Однако очевидно, что Элиас оказал значительное влияние не только на Пинкера, но и на то, как ученые понимают связь между психическими процессами и социальными трансформациями, включая историю насилия на Западе. В этом смысле цивилизационный процесс оказался устойчивым, и ученые разных дисциплин до сих пор обращаются к элементам этой теории и предлагают способы переработки, пересмотра и усовершенствования его модели. Однако, как мы видели, существуют вопросы, связанные с применимостью этой модели к пониманию насилия, вопросы, которые Пинкеру следовало бы рассмотреть. Ряд историков утверждает, что не существует эмпирических доказательств того, что современная экономика, современное государство, современные нравы или современная наука оказали какое-либо долгосрочное влияние на предрасположенность человечества к насилию. Напротив, ученые утверждают, что масштабы коллективной жестокости резко возрастают с развитием современных социальных организаций, в то время как масштабы и характер межличностного насилия остаются практически неизменными. Аналогичным образом, существует аргумент, что по мере усиления влияния государства и сокращения одних форм насилия другие формы стали гораздо менее публичными и гораздо более частными. Иными словами, насилие эволюционирует и изменяется не только количественно, но и качественно. Однако невозможно с какой-либо степенью точности измерить те формы насилия, которые носят частный характер - в частности, домашнее насилие, жестокое обращение с детьми, сексуальные посягательства и изнасилования, - в основном потому, что о них либо не сообщается, либо сообщается в значительно меньшем объеме. Однако представляется, что при высокой централизации государства (что мы наблюдаем в тоталитарных государствах) или, наоборот, при отсутствии государства уровень насилия, как правило, высок.
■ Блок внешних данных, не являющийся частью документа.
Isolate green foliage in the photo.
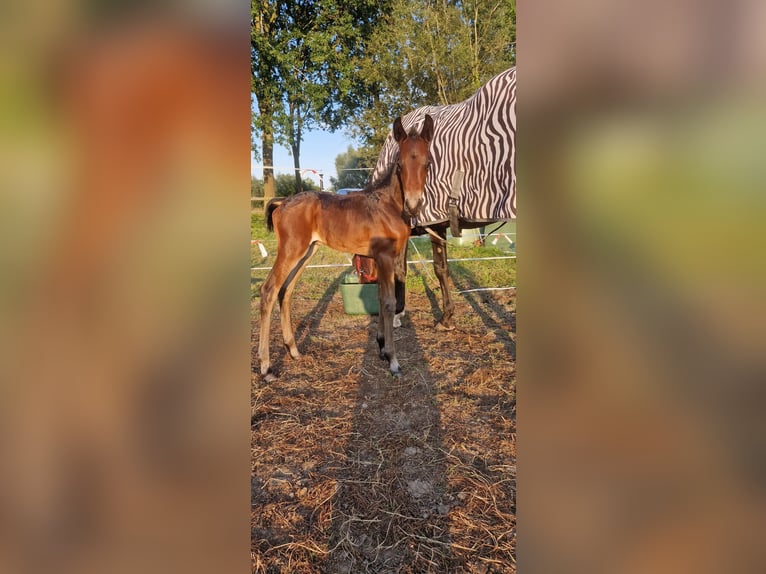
[250,173,319,197]
[349,0,516,156]
[251,0,388,158]
[251,0,516,182]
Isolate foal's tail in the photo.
[266,197,285,231]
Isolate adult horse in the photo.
[258,115,434,381]
[372,68,516,329]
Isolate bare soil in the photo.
[251,279,516,573]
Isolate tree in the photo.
[349,0,516,159]
[251,0,388,198]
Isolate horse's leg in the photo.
[279,243,316,359]
[394,240,410,328]
[431,228,455,331]
[258,236,306,381]
[375,253,402,376]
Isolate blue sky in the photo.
[250,131,354,188]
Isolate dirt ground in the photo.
[251,279,516,573]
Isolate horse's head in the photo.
[394,114,434,216]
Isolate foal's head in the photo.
[394,114,434,216]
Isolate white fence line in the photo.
[250,255,516,271]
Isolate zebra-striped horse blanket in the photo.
[372,68,516,226]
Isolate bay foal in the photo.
[258,115,434,381]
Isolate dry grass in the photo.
[252,252,516,573]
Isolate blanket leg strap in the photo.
[449,170,465,237]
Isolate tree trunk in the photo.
[259,104,277,206]
[292,144,303,197]
[290,107,303,197]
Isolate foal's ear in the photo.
[394,117,407,143]
[420,114,434,143]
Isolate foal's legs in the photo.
[394,241,410,327]
[279,243,316,359]
[258,233,309,380]
[431,227,455,331]
[375,253,402,375]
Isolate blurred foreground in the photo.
[0,2,250,573]
[518,1,766,574]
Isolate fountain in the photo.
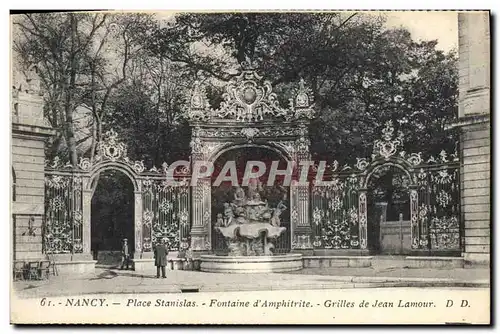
[201,179,302,272]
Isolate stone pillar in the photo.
[454,12,491,264]
[191,178,212,251]
[82,188,92,254]
[358,189,368,250]
[11,91,54,260]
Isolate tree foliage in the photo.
[150,13,458,162]
[14,12,458,166]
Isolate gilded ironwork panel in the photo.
[142,179,191,252]
[43,174,83,254]
[310,175,360,249]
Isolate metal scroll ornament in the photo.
[186,66,314,122]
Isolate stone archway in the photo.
[187,69,314,252]
[366,163,412,255]
[210,144,292,254]
[90,168,134,265]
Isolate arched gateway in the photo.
[187,70,314,252]
[43,70,463,271]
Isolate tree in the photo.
[149,13,457,163]
[14,13,155,165]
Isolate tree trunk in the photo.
[64,14,78,167]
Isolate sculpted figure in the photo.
[234,187,245,205]
[224,202,234,226]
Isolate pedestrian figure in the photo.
[154,239,168,278]
[120,239,130,270]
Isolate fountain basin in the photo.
[200,254,303,273]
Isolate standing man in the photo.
[154,239,168,278]
[120,238,130,270]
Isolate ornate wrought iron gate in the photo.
[43,173,83,254]
[310,122,463,254]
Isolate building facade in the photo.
[455,12,491,264]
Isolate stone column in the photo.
[134,190,145,259]
[455,11,491,265]
[82,189,92,254]
[11,90,55,260]
[358,189,368,249]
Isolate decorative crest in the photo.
[98,129,127,161]
[373,120,403,159]
[186,62,314,122]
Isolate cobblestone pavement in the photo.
[13,267,489,298]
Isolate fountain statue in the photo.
[216,179,286,256]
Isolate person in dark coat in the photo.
[120,239,130,270]
[154,239,168,278]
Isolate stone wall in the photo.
[457,12,491,264]
[11,92,53,260]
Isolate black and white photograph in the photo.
[6,10,492,325]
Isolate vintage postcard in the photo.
[10,11,491,324]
Как мы оцениваем текущий момент? Современные европейцы, как и прежде, способны к межличностному насилию, а в определенных обстоятельствах, как мы видим на примере многочисленных войн и гражданских войн последнего столетия, могут быть столь же кровожадными, как и их предшественники. Распространение грамотности, утонченных манер и вовлеченности в национальные и международные экономические рынки не сильно повлияло на уровень насилия за последние 200 лет, несмотря на утверждения Пинкера об обратном. По мнению Пинкера, есть два варианта: либо мир - это "кошмар преступности, терроризма, геноцида и войны", либо он "по меркам истории... благословлен беспрецедентным уровнем мирного сосуществования". Действительно, если судить по "меркам истории", многие из нас на привилегированном Западе живут совсем не так, как наши коллеги XVI-XVII веков. Но, безусловно, стоит задуматься над тем, какое значение мы придаем этим изменениям. Как мы уже отмечали, Пинкер и Элиас существенно расходятся в этом вопросе. Для Элиаса процесс цивилизации является условным и обратимым. Пинкер же использует концепцию цивилизационного процесса Элиаса в том смысле, для которого она никогда не предназначалась, - для объяснения предполагаемого долгосрочного снижения уровня насилия и прогнозирования его в будущем. Если это и не является откровенным искажением Элиаса, то и не представляет собой особо продуманного или сложного использования его теории. Независимо от того, считает ли кто-то, что цивилизационный процесс, по словам Герда Шверхоффа, является "последним теоретическим динозавром" такого рода, или же это "единственная теоретическая схема", способная объяснить насилие, вероятно, пришло время рассматривать Элиаса как "важную социальную и культурную фигуру 1930-1940-х годов, но не как руководство для современных исторических исследований".

Часть 2. Периоды

Глава 7. Стивен Пинкер о «доисторической анарахии». Биоархеологическая критика

Линда Фибигер

Книга Стивена Пинкера "Лучшие ангелы нашей природы" - не первая работа, в которой биоархеологические данные (т.е. данные, полученные в результате научного анализа скелетных останков человека) положены в основу аргументации в пользу высокого уровня насилия в прошлом. Именно так поступил Лоренс Кили в своей работе "Война до цивилизации", использовав скелетные и этнографические исследования при пересмотре доисторического нарратива о насилии, чтобы отвергнуть образ умиротворенного прошлого. Пинкер просто повторно использовал большинство скелетных исследований, представленных в работе Кили. После публикации в 2011 году диссертация Пинкера подверглась серьезной критике на основании статистических выводов, в которых в отдельных археологических и этнографических исследованиях используется процент погибших на войне, достигающий 60%. Совсем недавно ученые продемонстрировали, что подход Кили и Пинкера, основанный на процентном соотношении, когда рассматривается просто число участников насильственного конфликта и доля погибших в результате насильственных действий, не является достаточно надежным показателем для сравнения во времени. Они полагают, что в подразделениях с большим количеством населения (в основном в государствах) "на одного комбатанта приходится больше жертв, чем в этнографически наблюдаемых малых обществах или в исторических государствах", что означает, что современные государства не менее жестоки, чем их археологические предшественники.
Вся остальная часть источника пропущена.